Conheça mais sobre Eliane Dalla Vecchia, empresária neurodivergente que, à frente da “Dalla”, faz da ética o seu maior diferencial competitivo
Na liderança da Dalla desde 2016, Eliane Dalla Vecchia construiu mais do que uma marca de beleza: ela consolidou um movimento para democratizar o acesso à maquiagem com qualidade, propósito e preço justo.
Tudo começou quando, após um período trabalhando com produtos de beleza de lojas diversas, a goianiense decidir colocar em prática a sua percepção estratégica de mercado para criar a própria marca.
Mas rapidamente a ideia da Dalla se transformou em algo maior – para Eliane, não era sobre apenas vender, mas ocupar um território diferenciado dentro da indústria.
Dalla: maquiagem vegana e 100% nacional

Trabalhar com produtos veganos, cruelty free e 100% nacionais nunca foi uma tendência para Eliane Dalla Vecchia, mas posicionamento.
Em 2016, muito antes de o mercado tratar sustentabilidade e responsabilidade como exigências, a empresária já entendia que era uma obrigação social.
Segundo ela, o respeito pela vida é um valor pessoal que atravessa todas as suas decisões empresariais.
“Se podemos fazer bons produtos sem sofrimento animal, é nossa obrigação. Meus valores pessoais não ficam na porta da empresa quando eu entro. Eles estão em cada fórmula que aprovamos”, afirma ela em entrevista exclusiva ao “Mulher”.
Quando o autismo traz potência à liderança

Mulher autista à frente de uma das marcas mais reconhecidas do mercado nacional de beleza, Eliane conta que aprendeu a transformar suas próprias características – que antes já foram vistas como desafios – em diferencial competitivo.
O hiperfoco e a atenção minuciosa aos detalhes, por exemplo, são, segundo ela, seu “superpoder”. Nada passa despercebido: textura, funcionalidade, embalagem e experiência do consumidor.

E, para Eliane, é o que importa. Afinal, foi a sua objetividade que moldou uma empresa ágil, direta e focada em resolução.
“Às vezes, a minha dificuldade de integração social é um desafio no dia a dia e atrapalha um pouco no todo, mas o meu lado criativo me ajuda muito”, pontua ela.
Beleza é direito, não privilégio

A Dalla ficou conhecida pelas embalagens vibrantes e pela quebra de padrões no mercado tradicional.

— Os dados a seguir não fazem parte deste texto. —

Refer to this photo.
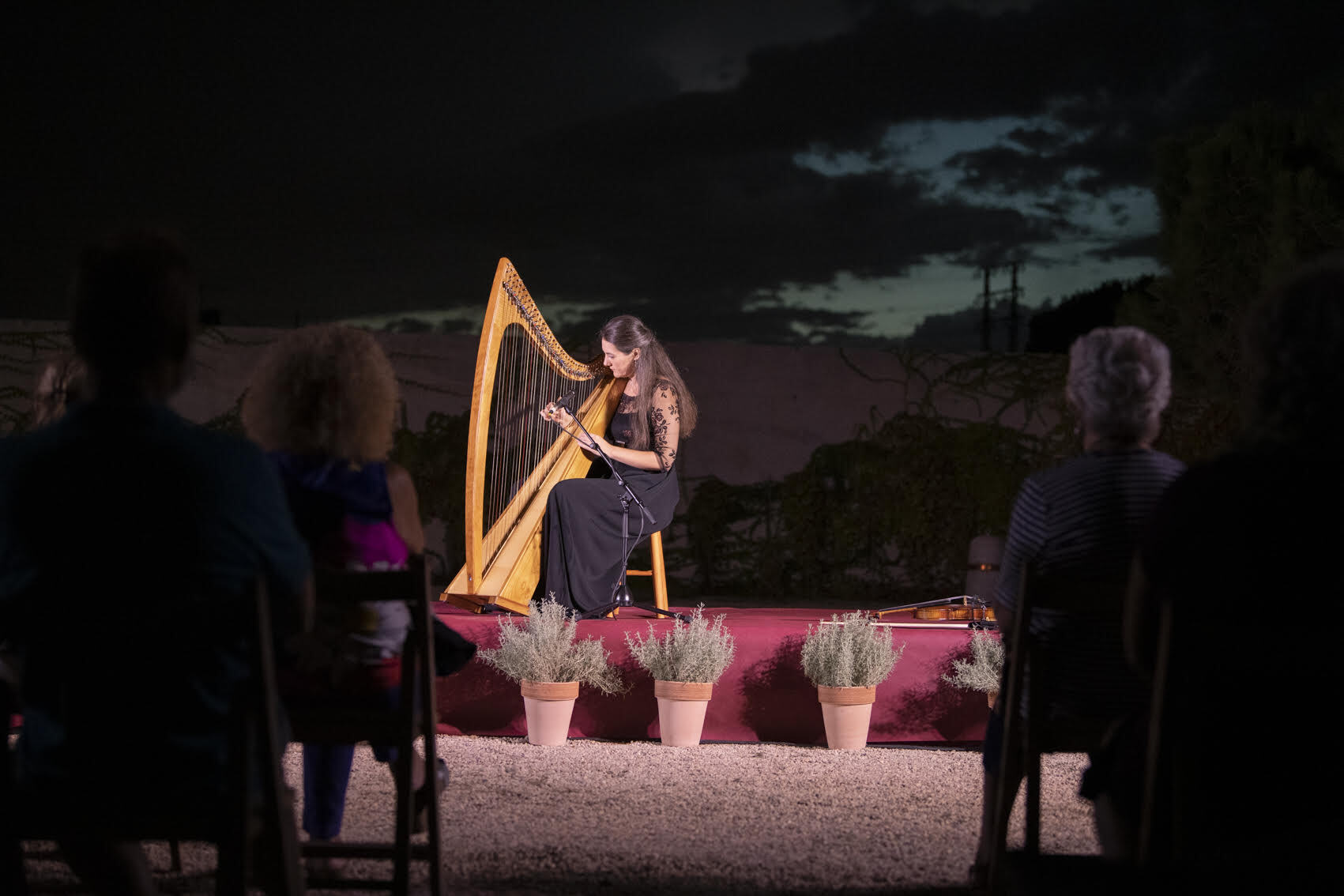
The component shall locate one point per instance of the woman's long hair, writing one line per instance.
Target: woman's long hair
(653, 367)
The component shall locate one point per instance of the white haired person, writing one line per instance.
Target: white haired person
(1083, 519)
(584, 518)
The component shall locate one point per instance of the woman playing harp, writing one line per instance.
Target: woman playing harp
(584, 518)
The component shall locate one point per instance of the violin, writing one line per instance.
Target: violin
(962, 609)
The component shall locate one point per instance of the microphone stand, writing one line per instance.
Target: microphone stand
(621, 597)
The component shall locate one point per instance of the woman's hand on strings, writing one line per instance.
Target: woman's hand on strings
(561, 416)
(558, 414)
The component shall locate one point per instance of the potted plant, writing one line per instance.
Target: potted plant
(847, 658)
(684, 663)
(548, 661)
(984, 671)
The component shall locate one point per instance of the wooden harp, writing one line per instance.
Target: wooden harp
(514, 457)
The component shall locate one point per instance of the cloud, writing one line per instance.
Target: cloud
(373, 160)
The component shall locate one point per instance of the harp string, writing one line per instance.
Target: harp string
(521, 441)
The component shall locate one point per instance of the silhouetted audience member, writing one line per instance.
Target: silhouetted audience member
(1082, 520)
(126, 536)
(1240, 554)
(323, 402)
(61, 385)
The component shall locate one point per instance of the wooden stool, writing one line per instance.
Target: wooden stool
(661, 581)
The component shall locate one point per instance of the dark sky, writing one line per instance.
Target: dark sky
(773, 171)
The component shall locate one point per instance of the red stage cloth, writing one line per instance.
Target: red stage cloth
(764, 695)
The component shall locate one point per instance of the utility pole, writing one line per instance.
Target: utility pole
(984, 313)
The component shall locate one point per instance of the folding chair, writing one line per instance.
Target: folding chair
(655, 571)
(1029, 731)
(414, 717)
(257, 801)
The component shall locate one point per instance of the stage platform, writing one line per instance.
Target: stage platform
(764, 696)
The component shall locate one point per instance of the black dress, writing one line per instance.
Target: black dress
(582, 539)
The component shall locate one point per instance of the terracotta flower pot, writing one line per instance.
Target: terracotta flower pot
(682, 707)
(845, 712)
(548, 706)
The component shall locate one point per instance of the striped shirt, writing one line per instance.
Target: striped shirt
(1085, 519)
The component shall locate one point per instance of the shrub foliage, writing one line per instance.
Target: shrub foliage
(849, 653)
(695, 650)
(544, 648)
(984, 671)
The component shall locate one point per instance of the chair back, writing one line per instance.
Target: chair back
(413, 717)
(256, 798)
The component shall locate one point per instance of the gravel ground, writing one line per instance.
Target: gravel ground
(644, 819)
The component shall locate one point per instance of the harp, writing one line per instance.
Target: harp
(514, 457)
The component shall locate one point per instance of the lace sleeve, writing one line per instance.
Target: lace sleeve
(664, 425)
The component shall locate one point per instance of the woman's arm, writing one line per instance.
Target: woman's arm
(401, 489)
(664, 433)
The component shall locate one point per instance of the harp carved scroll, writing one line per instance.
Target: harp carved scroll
(514, 457)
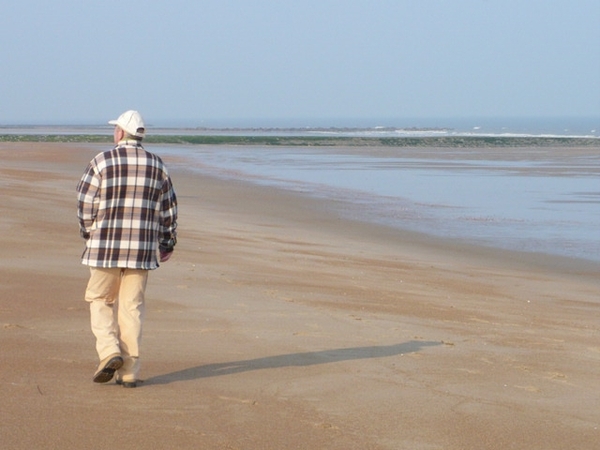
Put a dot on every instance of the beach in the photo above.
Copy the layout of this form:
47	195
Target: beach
279	324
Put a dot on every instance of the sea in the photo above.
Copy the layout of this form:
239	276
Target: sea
543	200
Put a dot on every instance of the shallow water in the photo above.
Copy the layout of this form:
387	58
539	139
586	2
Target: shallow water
540	200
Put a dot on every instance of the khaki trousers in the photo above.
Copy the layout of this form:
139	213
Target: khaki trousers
117	308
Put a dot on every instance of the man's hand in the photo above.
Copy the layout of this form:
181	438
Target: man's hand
164	257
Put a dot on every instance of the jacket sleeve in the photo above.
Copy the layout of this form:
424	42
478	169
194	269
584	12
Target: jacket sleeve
167	237
88	199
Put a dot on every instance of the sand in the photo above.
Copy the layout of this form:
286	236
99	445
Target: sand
278	325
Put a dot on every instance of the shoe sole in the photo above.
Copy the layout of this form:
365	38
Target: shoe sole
108	371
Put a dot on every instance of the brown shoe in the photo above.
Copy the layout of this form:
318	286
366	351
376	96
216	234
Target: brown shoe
128	384
107	368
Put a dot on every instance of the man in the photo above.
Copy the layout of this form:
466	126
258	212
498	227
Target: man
127	212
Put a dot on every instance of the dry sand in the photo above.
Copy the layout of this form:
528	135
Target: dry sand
278	325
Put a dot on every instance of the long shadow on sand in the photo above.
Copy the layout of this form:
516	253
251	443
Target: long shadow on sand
291	360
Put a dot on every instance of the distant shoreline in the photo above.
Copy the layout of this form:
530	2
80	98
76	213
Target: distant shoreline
329	141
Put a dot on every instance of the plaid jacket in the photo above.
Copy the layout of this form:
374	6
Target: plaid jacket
126	207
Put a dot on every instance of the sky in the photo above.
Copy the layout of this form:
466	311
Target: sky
308	62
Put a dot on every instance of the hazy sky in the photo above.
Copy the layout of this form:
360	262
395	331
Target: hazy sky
201	61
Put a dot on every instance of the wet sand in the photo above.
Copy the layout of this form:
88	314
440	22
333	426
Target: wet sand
279	325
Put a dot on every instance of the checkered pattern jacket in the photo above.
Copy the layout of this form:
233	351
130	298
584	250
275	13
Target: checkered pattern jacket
127	207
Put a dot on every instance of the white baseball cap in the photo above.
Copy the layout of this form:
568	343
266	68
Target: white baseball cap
131	122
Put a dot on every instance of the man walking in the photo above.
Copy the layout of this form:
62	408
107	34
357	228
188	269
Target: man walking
127	210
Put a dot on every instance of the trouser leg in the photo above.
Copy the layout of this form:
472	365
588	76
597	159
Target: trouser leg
131	311
101	293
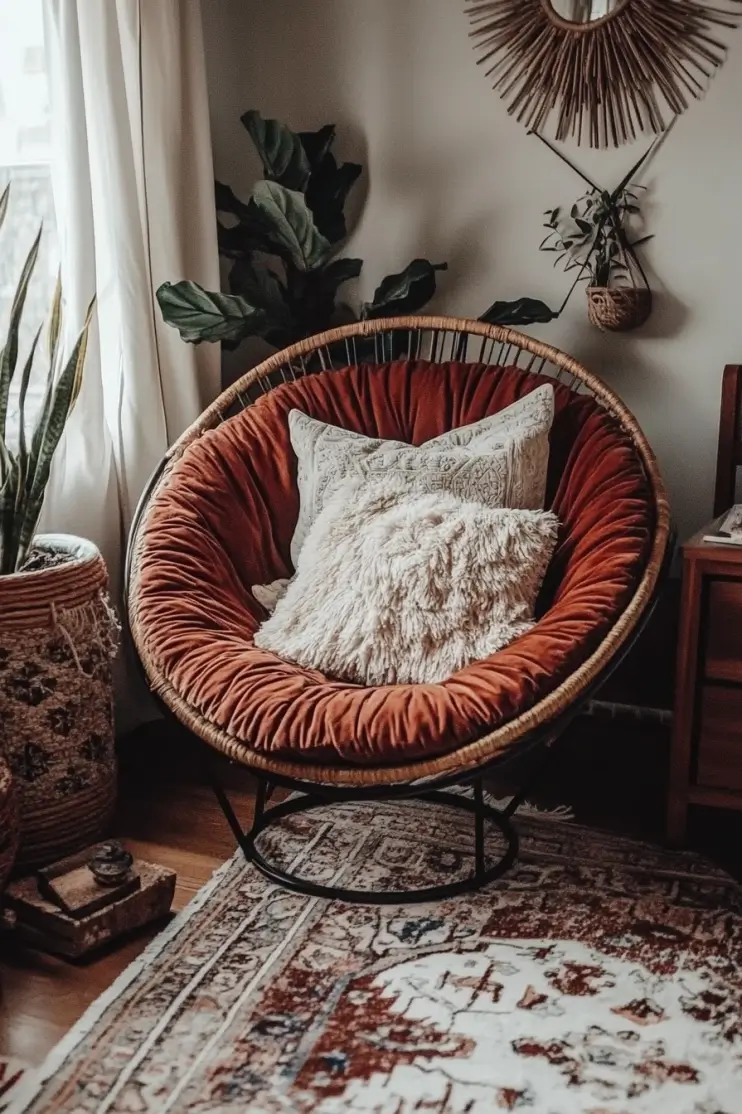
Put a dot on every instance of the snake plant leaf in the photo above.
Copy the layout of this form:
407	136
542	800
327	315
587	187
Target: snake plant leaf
281	150
524	311
290	225
316	144
326	194
55	323
406	292
205	315
47	436
9	354
5	198
26	378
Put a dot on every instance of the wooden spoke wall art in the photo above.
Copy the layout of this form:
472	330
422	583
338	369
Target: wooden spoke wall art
606	69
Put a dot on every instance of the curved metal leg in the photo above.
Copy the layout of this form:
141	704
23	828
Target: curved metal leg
481	876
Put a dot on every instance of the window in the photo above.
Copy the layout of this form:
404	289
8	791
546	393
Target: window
25	163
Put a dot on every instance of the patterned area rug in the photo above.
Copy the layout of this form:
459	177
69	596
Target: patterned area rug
601	976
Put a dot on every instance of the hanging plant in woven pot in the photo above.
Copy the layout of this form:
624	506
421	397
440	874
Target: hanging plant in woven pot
593	237
58	633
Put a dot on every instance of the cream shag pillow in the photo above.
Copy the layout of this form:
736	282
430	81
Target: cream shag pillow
394	588
500	461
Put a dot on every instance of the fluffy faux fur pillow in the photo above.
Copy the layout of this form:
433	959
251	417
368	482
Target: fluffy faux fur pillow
500	460
396	588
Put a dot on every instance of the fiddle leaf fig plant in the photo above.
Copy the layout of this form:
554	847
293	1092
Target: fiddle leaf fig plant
282	245
26	457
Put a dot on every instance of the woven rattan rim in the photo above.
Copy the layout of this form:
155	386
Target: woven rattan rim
471	754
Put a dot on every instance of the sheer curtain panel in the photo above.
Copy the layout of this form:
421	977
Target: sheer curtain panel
133	184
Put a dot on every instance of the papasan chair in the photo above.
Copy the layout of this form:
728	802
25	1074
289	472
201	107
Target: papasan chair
218	515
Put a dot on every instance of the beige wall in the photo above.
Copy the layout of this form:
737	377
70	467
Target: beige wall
452	177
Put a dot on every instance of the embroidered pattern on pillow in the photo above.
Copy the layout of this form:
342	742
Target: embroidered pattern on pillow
499	461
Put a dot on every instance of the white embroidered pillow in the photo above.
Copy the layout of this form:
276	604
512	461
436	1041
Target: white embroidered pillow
500	461
396	588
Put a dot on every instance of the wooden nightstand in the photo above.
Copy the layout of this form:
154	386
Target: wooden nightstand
706	748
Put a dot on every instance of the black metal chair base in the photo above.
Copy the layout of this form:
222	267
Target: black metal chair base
481	876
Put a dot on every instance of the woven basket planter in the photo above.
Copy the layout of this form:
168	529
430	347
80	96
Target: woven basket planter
9	832
58	636
618	309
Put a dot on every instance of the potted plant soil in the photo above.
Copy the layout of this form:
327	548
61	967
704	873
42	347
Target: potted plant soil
58	632
593	237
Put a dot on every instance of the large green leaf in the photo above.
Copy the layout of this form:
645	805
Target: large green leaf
254	281
9	354
26	379
524	311
249	234
205	315
407	292
326	194
290	226
281	150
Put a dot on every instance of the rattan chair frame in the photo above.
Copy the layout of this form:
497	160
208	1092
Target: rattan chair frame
433	339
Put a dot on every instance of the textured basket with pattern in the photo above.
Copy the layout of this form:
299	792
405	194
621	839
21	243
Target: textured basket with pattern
58	636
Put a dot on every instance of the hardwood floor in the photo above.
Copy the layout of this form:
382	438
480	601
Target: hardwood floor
613	775
177	824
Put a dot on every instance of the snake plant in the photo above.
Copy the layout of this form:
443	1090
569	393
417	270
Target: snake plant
25	466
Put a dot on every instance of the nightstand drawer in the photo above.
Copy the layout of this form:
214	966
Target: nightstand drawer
720	738
723	651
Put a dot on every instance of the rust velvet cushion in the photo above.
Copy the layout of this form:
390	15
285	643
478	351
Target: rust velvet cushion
224	519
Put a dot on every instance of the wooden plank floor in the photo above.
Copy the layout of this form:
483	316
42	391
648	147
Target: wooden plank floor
612	774
178	826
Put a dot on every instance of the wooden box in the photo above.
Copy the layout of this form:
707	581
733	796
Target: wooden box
41	924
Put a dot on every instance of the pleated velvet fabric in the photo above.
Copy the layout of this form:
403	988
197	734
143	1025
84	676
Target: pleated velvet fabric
224	519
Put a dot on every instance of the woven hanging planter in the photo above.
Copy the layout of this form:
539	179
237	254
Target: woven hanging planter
58	636
618	309
9	832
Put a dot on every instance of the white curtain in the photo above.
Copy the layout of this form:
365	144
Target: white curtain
134	195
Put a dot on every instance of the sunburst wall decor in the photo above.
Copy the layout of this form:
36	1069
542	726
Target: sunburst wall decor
606	69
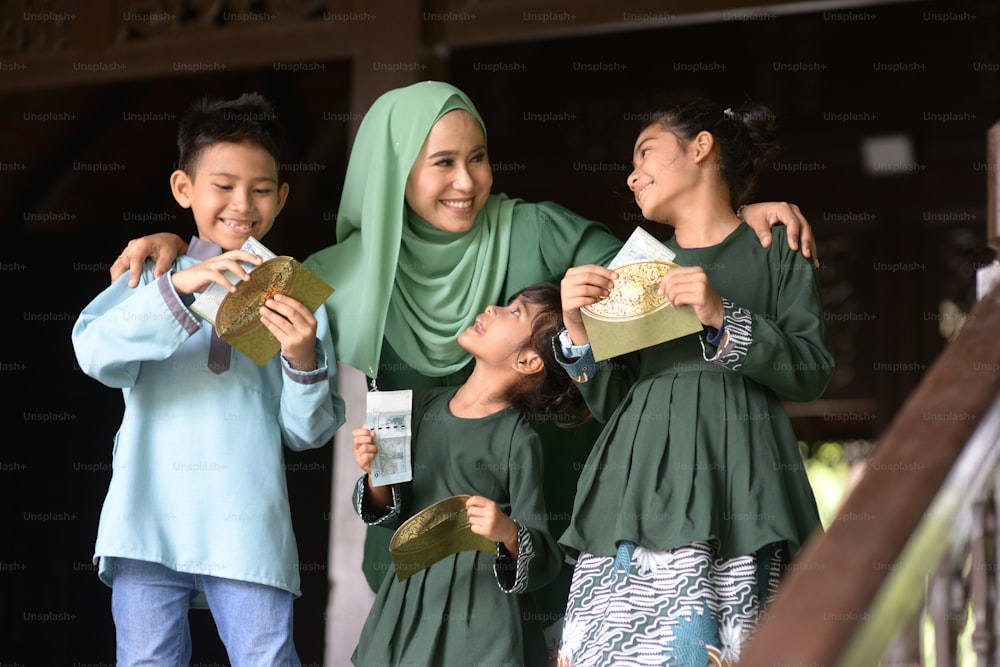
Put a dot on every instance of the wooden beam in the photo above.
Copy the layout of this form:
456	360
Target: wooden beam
830	590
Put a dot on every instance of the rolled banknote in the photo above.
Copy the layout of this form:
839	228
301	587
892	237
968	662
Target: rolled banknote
208	302
641	246
388	414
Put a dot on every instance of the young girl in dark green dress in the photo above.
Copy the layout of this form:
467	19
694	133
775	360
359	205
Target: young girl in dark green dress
695	496
475	439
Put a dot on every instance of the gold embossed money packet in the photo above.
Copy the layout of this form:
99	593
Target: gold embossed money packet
634	316
433	533
238	320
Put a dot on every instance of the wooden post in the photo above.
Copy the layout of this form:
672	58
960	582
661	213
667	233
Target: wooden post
993	187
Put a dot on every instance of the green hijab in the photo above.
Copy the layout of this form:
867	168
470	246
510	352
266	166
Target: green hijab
394	275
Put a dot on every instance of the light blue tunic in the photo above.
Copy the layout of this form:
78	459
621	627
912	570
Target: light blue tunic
198	481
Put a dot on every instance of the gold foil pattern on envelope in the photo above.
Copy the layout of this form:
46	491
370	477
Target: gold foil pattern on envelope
634	316
434	533
238	319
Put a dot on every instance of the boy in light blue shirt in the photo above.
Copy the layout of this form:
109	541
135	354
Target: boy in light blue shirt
197	510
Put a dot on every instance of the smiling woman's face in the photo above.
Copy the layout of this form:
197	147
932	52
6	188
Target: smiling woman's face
451	177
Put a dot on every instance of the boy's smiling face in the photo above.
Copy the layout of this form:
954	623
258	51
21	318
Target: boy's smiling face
233	193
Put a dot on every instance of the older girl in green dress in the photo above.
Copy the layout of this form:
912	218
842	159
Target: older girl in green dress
695	496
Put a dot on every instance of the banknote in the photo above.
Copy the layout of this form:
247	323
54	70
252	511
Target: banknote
388	414
641	246
208	302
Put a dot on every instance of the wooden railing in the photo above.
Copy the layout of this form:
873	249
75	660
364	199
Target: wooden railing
917	534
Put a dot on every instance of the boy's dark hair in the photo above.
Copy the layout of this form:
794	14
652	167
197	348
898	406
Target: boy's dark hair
249	117
746	136
552	395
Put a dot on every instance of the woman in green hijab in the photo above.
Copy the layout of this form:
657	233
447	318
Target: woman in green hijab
423	246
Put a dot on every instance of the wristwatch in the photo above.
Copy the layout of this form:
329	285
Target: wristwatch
571	351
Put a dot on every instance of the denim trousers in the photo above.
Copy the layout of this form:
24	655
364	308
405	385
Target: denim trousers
150	603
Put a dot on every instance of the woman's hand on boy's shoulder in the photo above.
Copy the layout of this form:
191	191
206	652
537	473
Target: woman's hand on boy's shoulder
198	277
163	248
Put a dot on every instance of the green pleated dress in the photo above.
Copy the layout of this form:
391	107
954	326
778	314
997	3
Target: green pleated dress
696	490
455	612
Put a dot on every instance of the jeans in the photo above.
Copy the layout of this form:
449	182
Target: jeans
150	602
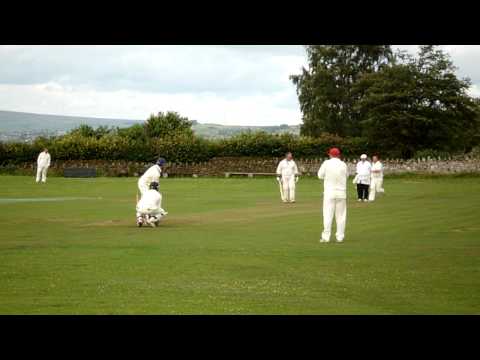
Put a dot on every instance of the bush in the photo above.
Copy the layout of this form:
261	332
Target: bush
186	148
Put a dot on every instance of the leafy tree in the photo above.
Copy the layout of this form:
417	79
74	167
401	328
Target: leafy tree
418	104
168	125
325	88
85	130
134	132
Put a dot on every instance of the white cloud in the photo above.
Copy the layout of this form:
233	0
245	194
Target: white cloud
52	98
235	84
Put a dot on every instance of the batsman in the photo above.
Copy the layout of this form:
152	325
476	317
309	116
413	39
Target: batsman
287	176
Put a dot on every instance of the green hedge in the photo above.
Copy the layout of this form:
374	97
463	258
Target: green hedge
178	149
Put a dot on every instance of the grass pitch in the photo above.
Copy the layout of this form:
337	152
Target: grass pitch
229	246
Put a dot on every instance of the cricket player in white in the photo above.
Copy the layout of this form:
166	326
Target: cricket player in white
151	175
149	208
287	175
376	181
363	178
334	174
43	163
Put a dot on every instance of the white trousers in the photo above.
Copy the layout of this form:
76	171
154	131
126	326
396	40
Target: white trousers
337	208
376	185
142	186
288	187
42	173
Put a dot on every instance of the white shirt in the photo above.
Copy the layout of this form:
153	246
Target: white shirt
151	175
377	166
287	168
334	174
363	171
150	201
43	159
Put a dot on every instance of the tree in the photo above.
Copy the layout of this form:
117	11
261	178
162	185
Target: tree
168	125
134	132
418	104
85	130
325	88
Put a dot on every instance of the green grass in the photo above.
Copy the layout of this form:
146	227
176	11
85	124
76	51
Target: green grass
229	246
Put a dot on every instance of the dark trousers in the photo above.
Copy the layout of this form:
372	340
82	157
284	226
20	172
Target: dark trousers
362	191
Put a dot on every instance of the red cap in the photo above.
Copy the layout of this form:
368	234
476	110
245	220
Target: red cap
334	152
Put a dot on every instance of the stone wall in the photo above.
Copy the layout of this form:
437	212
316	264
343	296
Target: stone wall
219	166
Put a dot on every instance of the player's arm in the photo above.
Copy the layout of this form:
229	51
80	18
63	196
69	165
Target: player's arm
279	170
321	171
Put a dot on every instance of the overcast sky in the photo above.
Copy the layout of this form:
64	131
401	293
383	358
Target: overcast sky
231	85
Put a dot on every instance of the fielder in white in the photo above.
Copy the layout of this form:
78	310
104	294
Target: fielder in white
363	177
151	175
334	174
287	176
376	181
149	208
43	163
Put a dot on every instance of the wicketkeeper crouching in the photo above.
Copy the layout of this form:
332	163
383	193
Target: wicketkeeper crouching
149	208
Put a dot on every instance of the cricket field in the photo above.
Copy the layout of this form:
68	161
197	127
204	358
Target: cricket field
229	246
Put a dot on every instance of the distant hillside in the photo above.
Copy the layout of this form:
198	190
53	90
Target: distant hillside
12	124
215	131
11	121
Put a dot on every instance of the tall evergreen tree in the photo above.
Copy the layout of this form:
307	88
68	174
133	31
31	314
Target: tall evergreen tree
418	104
325	88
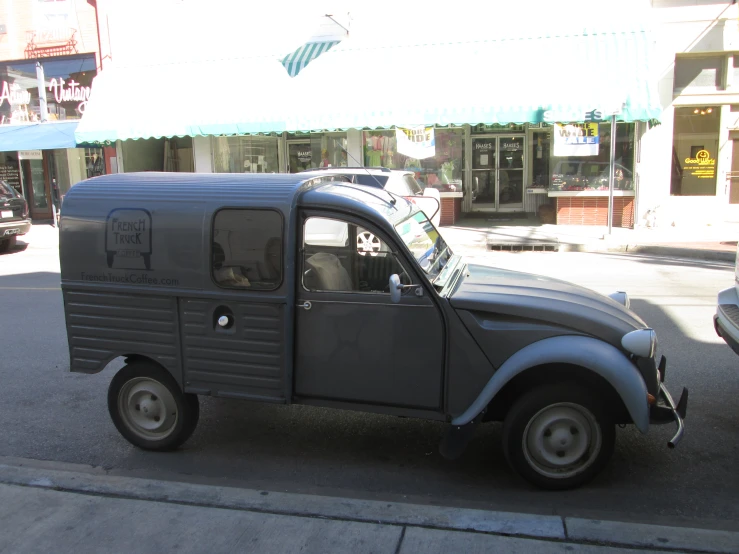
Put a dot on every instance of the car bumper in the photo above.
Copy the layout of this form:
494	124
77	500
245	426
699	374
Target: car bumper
665	410
10	228
726	320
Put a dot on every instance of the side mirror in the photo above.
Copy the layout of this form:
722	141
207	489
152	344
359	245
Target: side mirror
395	288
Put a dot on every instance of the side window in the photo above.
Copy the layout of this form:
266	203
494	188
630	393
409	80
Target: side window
247	249
342	257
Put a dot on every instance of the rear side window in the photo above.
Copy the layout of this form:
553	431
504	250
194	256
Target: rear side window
246	252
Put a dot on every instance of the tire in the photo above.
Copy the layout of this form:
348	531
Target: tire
140	394
565	413
8	244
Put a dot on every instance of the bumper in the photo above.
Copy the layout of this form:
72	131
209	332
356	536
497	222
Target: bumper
10	228
666	411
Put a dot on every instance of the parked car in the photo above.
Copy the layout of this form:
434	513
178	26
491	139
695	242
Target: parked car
260	290
400	182
14	220
726	320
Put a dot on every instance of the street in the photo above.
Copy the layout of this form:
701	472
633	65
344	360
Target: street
51	414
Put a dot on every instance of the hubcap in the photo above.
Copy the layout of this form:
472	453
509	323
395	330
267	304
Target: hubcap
147	408
562	440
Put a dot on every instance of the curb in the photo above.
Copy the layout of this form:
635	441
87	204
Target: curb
87	480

Mas, para Eliane, diversidade não pode ser estratégia de marketing: precisa ser prática cotidiana.
Por isso, inclusão e acessibilidade são tópicos imprescindíveis da sua equação da beleza, assim como premissas que sustentam todos os lançamentos da marca.
“O Brasil é colorido e vibrante, e nosso povo é diverso. Quando a Dalla traz cor e acessibilidade, estamos dizendo que a beleza é um direito, não um privilégio de elite. Todo mundo tem direito de se sentir mais bonito dentro da sua realidade.”
Um recado para mulheres que ainda duvidam

Ao olhar para sua trajetória desde 2016, Eliane é direta: para mulheres, especialmente neurodivergentes, o sentimento de não pertencimento ao mundo corporativo pode ser paralisante.
Contudo, ela deixa um alerta poderoso: ninguém vai entregar espaço de presente. É preciso ocupar com competência.
“O caminho é mais difícil? É. Mas a visão única que nós temos é algo que nenhuma faculdade de negócios ensina. Confiem no seu taco e não desistam”, conclui Eliane.